Procès de neuf CRS pour violences contre des gilets jaunes dans un Burger King parisien

Le tribunal judiciaire de Paris entame, ce lundi 9 février, trois jours d'audience consacrés à un épisode marquant des manifestations des gilets jaunes. Neuf CRS sont jugés pour des violences commises sur des manifestants qui s'étaient réfugiés dans un Burger King de l'avenue de Wagram, à proximité de l'Arc de triomphe, le 1er décembre 2018.

Une journée exceptionnelle de chaos

Cette scène, immortalisée par plusieurs caméras, survient à l'issue d'une journée particulièrement tendue. Les autorités, encore mal à l'aise face au jeune mouvement des gilets jaunes, se sont fait totalement dépasser lors de ce troisième rassemblement. Dès le petit matin, des affrontements éclatent près de la place de l'Étoile, peu protégée car le gros des forces de l'ordre est concentré sur les Champs-Élysées et aux abords du palais présidentiel.

Pendant douze longues heures, policiers et gendarmes sont acculés, confrontés à des affrontements violents, de multiples départs d'incendies et des saccages. Des milliers de grenades sont utilisées et des centaines de véhicules incendiés. La stratégie et la conduite des opérations de la Préfecture de police de Paris seront âprement critiquées, y compris en interne, pour leur manque d'efficacité et de préparation.

Les violences dans le fast-food

Les premières images des violences commises dans le Burger King sont publiées trois jours après les faits. Elles montrent des personnes vêtues de gilets jaunes, qui ne témoignent d'aucun comportement agressif, frappées par les forces de l'ordre. Certaines sont attaquées alors qu'elles sont au sol, puis poussées vers la sortie du restaurant.

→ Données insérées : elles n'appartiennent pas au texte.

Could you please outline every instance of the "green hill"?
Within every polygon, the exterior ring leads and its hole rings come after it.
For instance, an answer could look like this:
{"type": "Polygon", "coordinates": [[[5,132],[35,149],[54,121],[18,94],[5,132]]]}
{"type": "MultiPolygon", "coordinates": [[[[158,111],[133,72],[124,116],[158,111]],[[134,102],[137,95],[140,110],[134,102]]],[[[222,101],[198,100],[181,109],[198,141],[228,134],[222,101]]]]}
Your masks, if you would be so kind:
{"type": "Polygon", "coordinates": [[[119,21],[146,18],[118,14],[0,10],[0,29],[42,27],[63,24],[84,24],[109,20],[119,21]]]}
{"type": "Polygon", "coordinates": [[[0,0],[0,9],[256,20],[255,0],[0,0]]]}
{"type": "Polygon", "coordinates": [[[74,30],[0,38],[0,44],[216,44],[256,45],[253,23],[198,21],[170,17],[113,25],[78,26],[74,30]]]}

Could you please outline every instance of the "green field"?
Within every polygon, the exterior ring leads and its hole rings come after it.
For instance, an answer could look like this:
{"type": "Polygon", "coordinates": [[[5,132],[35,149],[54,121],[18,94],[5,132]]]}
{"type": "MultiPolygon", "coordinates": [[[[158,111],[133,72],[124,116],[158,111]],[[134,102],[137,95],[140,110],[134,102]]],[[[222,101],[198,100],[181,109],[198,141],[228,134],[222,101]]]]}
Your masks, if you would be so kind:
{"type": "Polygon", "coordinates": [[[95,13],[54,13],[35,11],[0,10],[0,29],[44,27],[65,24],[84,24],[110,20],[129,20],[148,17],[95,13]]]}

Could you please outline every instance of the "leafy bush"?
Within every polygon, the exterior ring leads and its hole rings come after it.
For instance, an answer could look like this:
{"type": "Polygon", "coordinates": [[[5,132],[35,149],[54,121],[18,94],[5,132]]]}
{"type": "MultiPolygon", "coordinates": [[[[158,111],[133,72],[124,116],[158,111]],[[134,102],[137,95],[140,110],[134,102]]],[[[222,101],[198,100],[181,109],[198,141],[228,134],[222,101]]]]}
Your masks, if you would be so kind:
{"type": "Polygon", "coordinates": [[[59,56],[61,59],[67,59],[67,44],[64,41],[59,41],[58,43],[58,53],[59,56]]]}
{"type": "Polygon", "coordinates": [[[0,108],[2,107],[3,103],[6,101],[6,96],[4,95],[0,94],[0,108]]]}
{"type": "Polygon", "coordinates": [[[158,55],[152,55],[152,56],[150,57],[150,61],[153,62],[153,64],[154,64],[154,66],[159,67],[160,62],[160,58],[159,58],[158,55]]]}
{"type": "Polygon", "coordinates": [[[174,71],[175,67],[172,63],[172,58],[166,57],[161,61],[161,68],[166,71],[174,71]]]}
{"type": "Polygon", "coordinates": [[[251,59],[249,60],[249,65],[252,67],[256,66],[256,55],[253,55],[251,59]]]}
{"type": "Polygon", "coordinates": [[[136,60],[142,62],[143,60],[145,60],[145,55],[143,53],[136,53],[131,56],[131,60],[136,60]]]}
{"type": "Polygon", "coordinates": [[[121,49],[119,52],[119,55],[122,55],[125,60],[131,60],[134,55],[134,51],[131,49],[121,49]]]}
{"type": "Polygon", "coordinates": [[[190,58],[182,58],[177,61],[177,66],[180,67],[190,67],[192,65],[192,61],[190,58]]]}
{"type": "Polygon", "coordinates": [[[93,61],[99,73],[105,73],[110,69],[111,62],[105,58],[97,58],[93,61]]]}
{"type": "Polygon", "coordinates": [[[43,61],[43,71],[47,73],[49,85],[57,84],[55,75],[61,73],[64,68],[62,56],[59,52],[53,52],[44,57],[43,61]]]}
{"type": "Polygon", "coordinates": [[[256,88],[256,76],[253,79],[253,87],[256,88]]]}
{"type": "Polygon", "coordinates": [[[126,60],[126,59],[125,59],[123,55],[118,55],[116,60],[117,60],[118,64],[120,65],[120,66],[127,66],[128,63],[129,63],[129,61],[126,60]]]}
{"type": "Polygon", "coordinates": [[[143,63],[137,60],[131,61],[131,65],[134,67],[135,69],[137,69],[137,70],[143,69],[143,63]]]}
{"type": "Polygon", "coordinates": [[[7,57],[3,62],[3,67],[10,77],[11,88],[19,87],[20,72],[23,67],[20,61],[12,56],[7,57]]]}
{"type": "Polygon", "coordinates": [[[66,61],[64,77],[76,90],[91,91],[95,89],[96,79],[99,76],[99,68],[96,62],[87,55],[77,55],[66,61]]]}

À l'extérieur, une haie d'honneur de fonctionnaires les accable de coups supplémentaires, visiblement gratuits et disproportionnés. Ces images, largement diffusées, ont provoqué une vive émotion dans l'opinion publique et ont conduit à l'ouverture d'une enquête par le parquet de Paris le 5 décembre 2018.

Une enquête confiée à l'IGPN

L'enquête a été confiée à la délégation parisienne de l'Inspection générale de la police nationale (IGPN), chargée d'examiner les comportements des forces de l'ordre. Cette procédure judiciaire, qui aboutit aujourd'hui à ce procès, vise à déterminer la responsabilité des neuf CRS mis en cause et à évaluer la légalité de leurs interventions lors de cet épisode tumultueux.

Le procès, qui se déroule sur trois jours, revient ainsi sur un moment clé des tensions entre les gilets jaunes et les forces de l'ordre, mettant en lumière les défaillances opérationnelles et les violences policières qui ont marqué cette période de contestation sociale.